Carla esperaba que su padre preguntara qué le sucedía a Ada, pero se limitó a asentir como si ya lo supiera, y se guardó el reloj. Carla quería saber qué sucedía, pero algo le decía que no debía hablar de ello y tomó nota mental para preguntarle a su madre más tarde. Pero se olvidó de todo de inmediato.

Walter fue el primero en marcharse, vestido con su largo abrigo negro. Luego Erik se puso su gorra —echándosela hacia atrás todo lo que pudo sin que llegara a caer, tal y como estaba de moda entre sus amigos— y salió a la calle con su padre.

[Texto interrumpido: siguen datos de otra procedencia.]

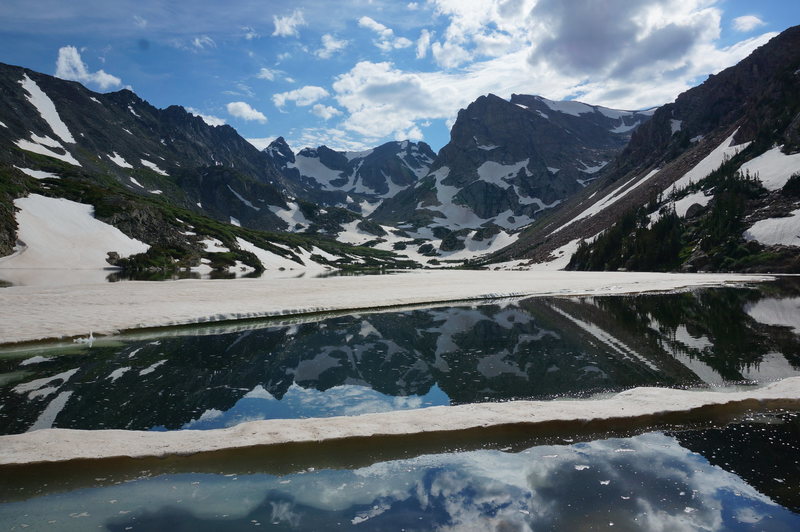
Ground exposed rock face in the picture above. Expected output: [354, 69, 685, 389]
[493, 27, 800, 271]
[0, 64, 294, 229]
[264, 137, 435, 215]
[373, 94, 649, 233]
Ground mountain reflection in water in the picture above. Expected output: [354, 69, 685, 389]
[0, 281, 800, 434]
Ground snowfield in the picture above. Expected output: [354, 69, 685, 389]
[0, 271, 770, 343]
[0, 377, 800, 465]
[0, 194, 150, 277]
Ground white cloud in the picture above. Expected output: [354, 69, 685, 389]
[56, 46, 122, 90]
[358, 16, 414, 52]
[186, 107, 225, 126]
[256, 68, 282, 81]
[244, 137, 277, 150]
[242, 26, 261, 41]
[358, 16, 394, 39]
[272, 85, 330, 109]
[272, 9, 306, 37]
[311, 103, 342, 120]
[431, 41, 472, 68]
[192, 35, 217, 50]
[417, 30, 433, 59]
[226, 102, 267, 124]
[286, 128, 380, 153]
[314, 33, 348, 59]
[733, 15, 766, 32]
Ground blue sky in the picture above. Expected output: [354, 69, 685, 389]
[0, 0, 800, 150]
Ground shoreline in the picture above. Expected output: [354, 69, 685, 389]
[0, 377, 800, 467]
[0, 270, 775, 347]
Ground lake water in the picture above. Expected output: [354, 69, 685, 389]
[0, 412, 800, 531]
[0, 279, 800, 530]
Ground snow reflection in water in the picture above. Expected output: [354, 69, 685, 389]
[0, 280, 800, 434]
[0, 413, 800, 531]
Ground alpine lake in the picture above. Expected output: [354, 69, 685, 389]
[0, 277, 800, 532]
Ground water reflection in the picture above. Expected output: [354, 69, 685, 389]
[0, 413, 800, 531]
[0, 282, 800, 433]
[0, 267, 399, 288]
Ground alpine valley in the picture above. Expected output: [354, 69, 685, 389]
[0, 27, 800, 273]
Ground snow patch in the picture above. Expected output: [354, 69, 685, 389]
[140, 159, 167, 176]
[0, 194, 150, 269]
[19, 74, 75, 144]
[664, 129, 750, 196]
[14, 166, 61, 179]
[739, 146, 800, 190]
[269, 202, 311, 231]
[0, 377, 800, 464]
[236, 237, 303, 270]
[744, 209, 800, 246]
[227, 185, 261, 211]
[14, 134, 81, 166]
[106, 152, 133, 168]
[550, 168, 659, 235]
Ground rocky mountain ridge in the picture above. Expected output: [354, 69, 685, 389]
[263, 137, 436, 216]
[489, 27, 800, 271]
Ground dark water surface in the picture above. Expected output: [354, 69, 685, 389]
[0, 412, 800, 531]
[0, 280, 800, 532]
[0, 280, 800, 434]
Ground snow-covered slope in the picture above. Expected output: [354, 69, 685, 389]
[0, 194, 150, 270]
[493, 27, 800, 271]
[264, 137, 435, 216]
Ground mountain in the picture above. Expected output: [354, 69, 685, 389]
[370, 94, 649, 251]
[490, 27, 800, 271]
[0, 64, 306, 229]
[0, 64, 416, 272]
[264, 137, 436, 216]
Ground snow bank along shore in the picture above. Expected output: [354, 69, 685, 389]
[0, 377, 800, 466]
[0, 271, 771, 344]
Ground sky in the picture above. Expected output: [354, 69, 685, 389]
[0, 0, 800, 151]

Carla y su madre ayudaron a Ada a recoger la mesa. Carla quería casi tanto a Ada como a su madre. Cuando era pequeña, Ada había cuidado de ella hasta que fue lo bastante mayor para ir a la escuela, ya que su madre siempre había trabajado. Ada aún no se había casado. Tenía veintinueve años y no era muy agraciada, aunque tenía una sonrisa bonita y agradable. El verano anterior había tenido un romance con un policía, Paul Huber, pero no duró demasiado.

Carla y su madre se quedaron de pie frente al espejo del recibidor y se pusieron los sombreros. Maud se tomó su tiempo. Eligió un modelo de fieltro azul, con corona redonda y de ala estrecha, del estilo que llevaban todas las mujeres; pero su madre lo inclinaba en un ángulo distinto, lo que le confería un aspecto chic. Mientras Carla se ponía su gorro de lana, se preguntaba si alguna vez tendría tanto estilo como su madre. Maud parecía una diosa de la guerra, con su cuello largo y su mentón y pómulos tallados en mármol blanco; era bella, sin duda, aunque no preciosa. Carla tenía el mismo pelo oscuro y los ojos verdes, pero parecía más una muñeca rechoncha que una estatua. En una ocasión había oído por casualidad que su abuela le decía a su madre:

—Tu patito feo se convertirá en un cisne, ya lo verás. —Carla aún estaba esperando a que eso sucediera.

Cuando Maud acabó de acicalarse, salieron. Su hogar se encontraba en una hilera de casas altas y elegantes del barrio de Mitte, en el centro de la ciudad, construidas para ministros y oficiales del ejército de alto rango como el abuelo de Carla, que había trabajado en los edificios gubernamentales que había no muy lejos de allí.